Review by Sean McQuaid
Most years at the Island Fringe, I can narrow my favourite show down to one or two contenders by the end of the festival. This year, three shows were pretty much neck-and-neck in my affections come the end: Cardboard Countess, Half a Star and Wild Card.
All three plays have something in common beyond quality entertainment: they’re either two-handers or shows with larger casts totally dominated by two lead roles. It’s been a good summer for dynamic duos at the Fringe.
That includes real-life mother-daughter duo Victoria & Carson Goring from British Columbia, creators of The Cardboard Countess. Victoria plays the titular Countess, a refuse-clad homeless woman who lives in a “palace” fashioned from repurposed garbage, hoarding surprising treasures in a stash of cardboard boxes.
The high-minded, anachronistically fancy-talking Countess sees her “kingdom” as a revolution against the world’s soulless materialism, consumption and corruption; sullen teen Ever (Carson) is contemptuously skeptical at first, but the mismatched pair ultimately bond as Ever starts coming around to the Countess’s way of thinking.
Smart, funny, poignantly sad yet ultimately hopeful, and well-played by both Gorings, The Cardboard Countess is linguistically playful and whimsically inventive. I particularly like the recurring bits where the Countess’s madness enables her to perceive and address the audience, a fun metadramatic gimmick that ultimately has a meaningful payoff.
Half a Star is more straightforward, but no less full of smarts and heart. Longtime friends and theatrical collaborators during their years together in PEI, Justin Shaw (now based in Alberta) and Benton Hartley are reunited here, playing a theatrical duo whose longtime friendship and creative partnership ended after a scathing Toronto Star review panned their dismal Pyramus and Thisbe play. Given a shot at redemption when they get a chance to redo their show, the ex-partners try to revive their career and rebuild their friendship.
Co-written by Hartley and Shaw, Half a Star features some of the cleverest, funniest dialogue of this year’s Fringe, delivered with rat-a-tat precision by a super-simpatico acting combo. Their lines are packed with eclectic, oft-amusing references ranging from Shakespeare to pro wrestling to local colour (paging Whisperwood Villa), all rooted in two distinctly drawn characters locked in a conflict with real emotional stakes and more than a few touching moments. It’s so good, not even its deeply problematic venue (the noisy, distracting Charlottetown Legion space) can seriously sabotage it.
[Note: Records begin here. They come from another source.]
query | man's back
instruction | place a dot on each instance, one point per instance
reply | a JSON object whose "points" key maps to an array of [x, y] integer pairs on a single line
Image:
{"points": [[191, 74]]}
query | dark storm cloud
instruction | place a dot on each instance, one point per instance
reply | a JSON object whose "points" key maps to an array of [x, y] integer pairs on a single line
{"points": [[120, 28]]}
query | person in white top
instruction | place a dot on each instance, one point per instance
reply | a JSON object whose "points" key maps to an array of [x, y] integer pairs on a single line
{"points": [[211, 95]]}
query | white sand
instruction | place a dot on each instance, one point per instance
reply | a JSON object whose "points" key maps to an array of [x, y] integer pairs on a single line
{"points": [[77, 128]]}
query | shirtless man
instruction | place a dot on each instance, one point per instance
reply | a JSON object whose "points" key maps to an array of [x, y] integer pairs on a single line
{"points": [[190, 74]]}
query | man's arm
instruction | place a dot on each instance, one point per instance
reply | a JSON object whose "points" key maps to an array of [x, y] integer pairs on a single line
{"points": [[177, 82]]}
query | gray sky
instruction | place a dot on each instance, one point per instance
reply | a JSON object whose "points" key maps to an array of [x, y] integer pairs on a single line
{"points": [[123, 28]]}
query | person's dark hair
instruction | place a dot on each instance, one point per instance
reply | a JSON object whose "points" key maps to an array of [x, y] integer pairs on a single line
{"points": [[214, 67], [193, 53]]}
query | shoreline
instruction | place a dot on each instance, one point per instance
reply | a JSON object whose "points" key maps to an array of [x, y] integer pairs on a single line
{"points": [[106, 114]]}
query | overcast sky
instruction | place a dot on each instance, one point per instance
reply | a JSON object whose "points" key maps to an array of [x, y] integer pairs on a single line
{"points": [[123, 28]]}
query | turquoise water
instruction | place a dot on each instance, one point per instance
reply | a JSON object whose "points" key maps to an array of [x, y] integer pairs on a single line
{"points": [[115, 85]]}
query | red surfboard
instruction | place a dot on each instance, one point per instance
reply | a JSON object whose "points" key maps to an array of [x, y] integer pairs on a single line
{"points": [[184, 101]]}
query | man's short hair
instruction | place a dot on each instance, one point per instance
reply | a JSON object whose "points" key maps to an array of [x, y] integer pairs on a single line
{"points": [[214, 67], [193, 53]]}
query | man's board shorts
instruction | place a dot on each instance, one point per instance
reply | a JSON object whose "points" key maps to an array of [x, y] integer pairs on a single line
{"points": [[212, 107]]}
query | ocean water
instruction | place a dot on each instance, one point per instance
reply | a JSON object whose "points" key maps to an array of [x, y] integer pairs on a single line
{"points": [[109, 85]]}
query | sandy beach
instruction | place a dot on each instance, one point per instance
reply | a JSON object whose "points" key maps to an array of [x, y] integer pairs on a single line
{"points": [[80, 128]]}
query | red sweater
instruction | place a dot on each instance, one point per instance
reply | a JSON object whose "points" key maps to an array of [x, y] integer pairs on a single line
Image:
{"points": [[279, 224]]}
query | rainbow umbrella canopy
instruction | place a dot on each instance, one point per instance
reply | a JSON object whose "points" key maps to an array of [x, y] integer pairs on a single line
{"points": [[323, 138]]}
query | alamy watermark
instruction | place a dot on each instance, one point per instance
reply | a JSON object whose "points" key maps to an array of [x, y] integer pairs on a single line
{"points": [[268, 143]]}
Last but far from least, Wild Card features its writer/director Brynn Cutcliffe as Chris, an impish free thinker who embarks on a unique experiment: declaring herself and her platonic friend Will (Josh Graetz) to be in love, and trying to make it really happen by sheer mental force of will. Their ensuing awkward, occasionally sweet pseudo-courtship takes some weird turns, such as discussion of quantum physics theories about the “multiverse” or potentially infinite parallel worlds, which perhaps explains why the show spins into a series of sometimes-conflicting versions of Chris-Will interactions as if watching this play out in assorted alternate realities.
It’s a thoughtful, funny, original romance featuring a pair of thoroughly charming leads – and if it doesn’t always make logical, linear sense, well, as Cutcliffe’s script contends, no subject is worth studying if you can fully understand it.